Limitations of this study

Although information on the exact type of social health insurance scheme was obtained from every respondent, we did not further stratify the various social health insurance schemes for analysis. The compression of social insurance schemes for analysis may obscure some of the marginal differences in outpatient and inpatient visits due to different reimbursement compositions. Nevertheless, our aim of the study was to investigate the availability of health protection through social health insurance and additional/ private insurance, but not the impact of different health insurance schemes on health protection, however other studies have already began to inquest such differences [34]. The migrants in our study were relatively ‘healthy’ with fewer self-reported chronic health conditions and better comparative self-rated health status, which is not consistent with health problems amongst migrants as reported in wider literature [30]. We suggest the ‘healthy migrant’ effect may exist in Shenzhen, where the generally younger population are subject to later onset of chronic symptoms, hence delayed diagnosis of chronic illness. The inherent limitation in a cross-sectional study means we can only infer associations rather than causality; and the ‘cold-calling’ nature in telephone surveys has resulted in a less than desirable response rate which may contribute to selection bias. However, the response rate is comparable with other published studies using questionnaire designs. Although our sample was randomised by telephone numbers, migrants who are clustered in factory dormitories or in rental places may lack permanent landline numbers. These unrepresented individuals may differ systematically and may contribute to selection bias.

Conclusions

Despite visions by the Chinese government to achieve universal health insurance coverage by 2012 as part of its health reform target, migrant workers appear to be neglected from its social health insurance net.

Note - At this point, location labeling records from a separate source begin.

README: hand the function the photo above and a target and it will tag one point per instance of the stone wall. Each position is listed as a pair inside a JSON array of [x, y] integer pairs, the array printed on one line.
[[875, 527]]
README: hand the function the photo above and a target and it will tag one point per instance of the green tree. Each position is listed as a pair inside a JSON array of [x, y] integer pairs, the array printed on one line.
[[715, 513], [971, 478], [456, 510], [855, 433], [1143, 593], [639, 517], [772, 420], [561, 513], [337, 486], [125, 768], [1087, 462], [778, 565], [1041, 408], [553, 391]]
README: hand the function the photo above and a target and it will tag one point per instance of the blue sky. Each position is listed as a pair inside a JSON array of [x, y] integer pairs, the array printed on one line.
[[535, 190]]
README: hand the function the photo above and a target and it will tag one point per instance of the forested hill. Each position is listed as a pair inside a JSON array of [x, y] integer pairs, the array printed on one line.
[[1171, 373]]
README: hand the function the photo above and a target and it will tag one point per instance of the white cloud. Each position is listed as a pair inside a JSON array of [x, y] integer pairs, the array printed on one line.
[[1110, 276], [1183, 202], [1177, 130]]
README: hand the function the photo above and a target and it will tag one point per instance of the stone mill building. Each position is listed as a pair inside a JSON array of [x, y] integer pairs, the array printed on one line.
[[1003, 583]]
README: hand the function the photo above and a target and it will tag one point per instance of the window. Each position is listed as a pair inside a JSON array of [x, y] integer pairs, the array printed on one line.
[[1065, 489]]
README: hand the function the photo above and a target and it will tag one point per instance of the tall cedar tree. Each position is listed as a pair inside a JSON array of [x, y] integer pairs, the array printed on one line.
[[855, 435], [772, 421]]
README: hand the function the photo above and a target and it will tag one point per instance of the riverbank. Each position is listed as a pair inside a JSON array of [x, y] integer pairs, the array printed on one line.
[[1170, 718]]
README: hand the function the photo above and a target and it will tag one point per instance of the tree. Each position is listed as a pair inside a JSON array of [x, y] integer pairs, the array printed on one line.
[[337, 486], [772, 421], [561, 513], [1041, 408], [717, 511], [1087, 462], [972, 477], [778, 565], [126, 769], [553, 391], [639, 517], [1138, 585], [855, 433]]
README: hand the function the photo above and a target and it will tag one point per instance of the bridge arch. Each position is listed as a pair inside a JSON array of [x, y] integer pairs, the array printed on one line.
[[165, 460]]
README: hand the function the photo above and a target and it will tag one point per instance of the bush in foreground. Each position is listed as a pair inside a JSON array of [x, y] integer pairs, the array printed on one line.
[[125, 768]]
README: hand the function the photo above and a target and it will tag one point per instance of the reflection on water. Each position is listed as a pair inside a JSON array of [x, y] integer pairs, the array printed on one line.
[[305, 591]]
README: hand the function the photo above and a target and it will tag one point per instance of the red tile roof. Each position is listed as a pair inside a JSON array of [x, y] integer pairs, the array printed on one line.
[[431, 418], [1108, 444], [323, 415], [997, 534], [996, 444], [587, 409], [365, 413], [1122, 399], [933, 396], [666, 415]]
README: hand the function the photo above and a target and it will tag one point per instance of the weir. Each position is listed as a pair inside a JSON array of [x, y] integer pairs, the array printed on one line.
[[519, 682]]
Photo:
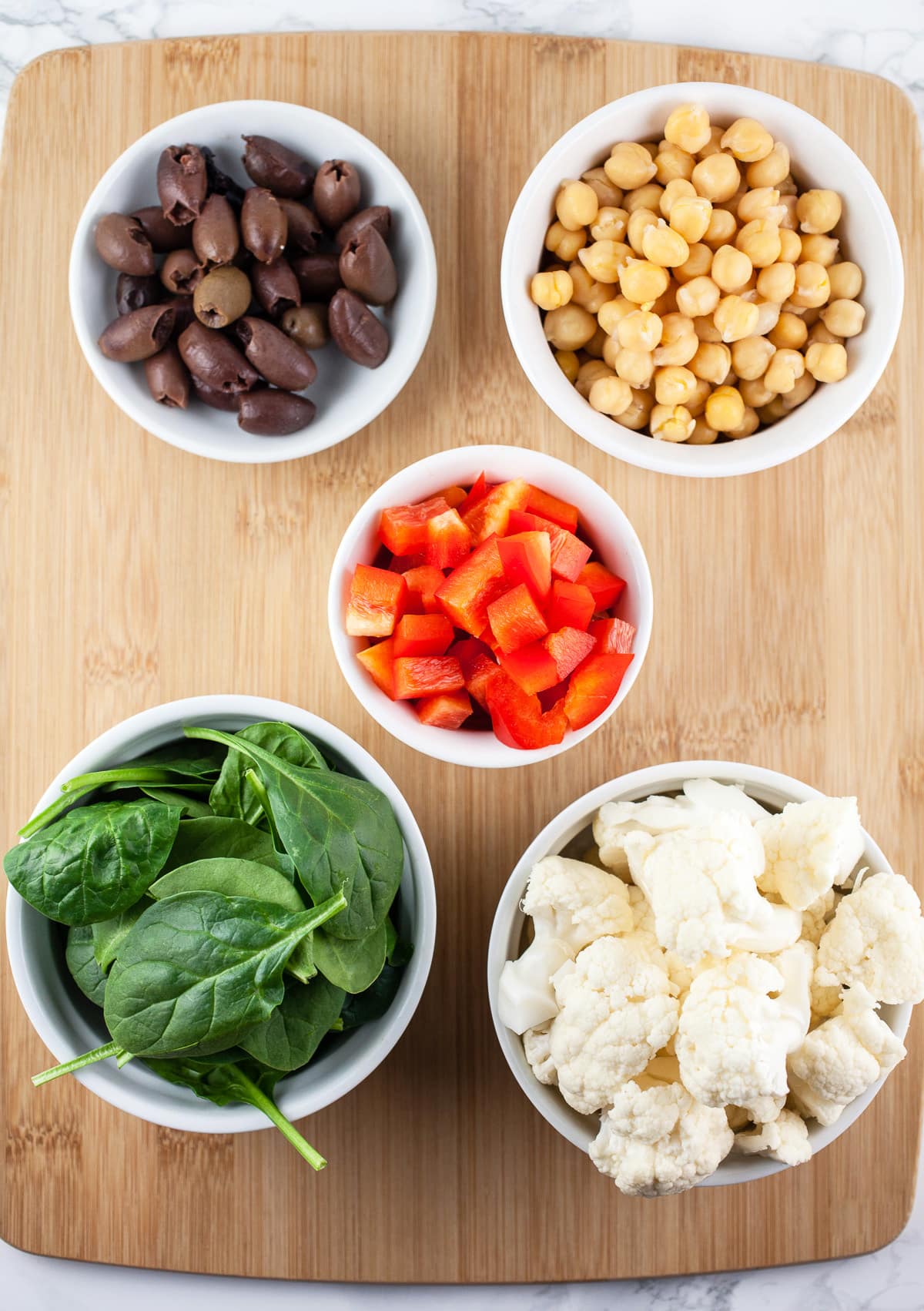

Special Economic Zones like Shenzhen, which is constituted almost entirely by migrant workers, should seek to pioneer insurance reforms from the local government level to extend health protection for its migrant population. Efforts should be focused on evaluating the eligibility of insurance schemes for both its registered and non-registered residents, improve the portability and transferability of schemes through collaboration within the Guangdong province or other major origins of migrant workers and broaden insurance reimbursements to extend access to healthcare beyond tier 1 facilities.

Providing health insurance to migrant workers is of paramount importance in maintaining a balanced and healthy workforce for the continual economical development in China.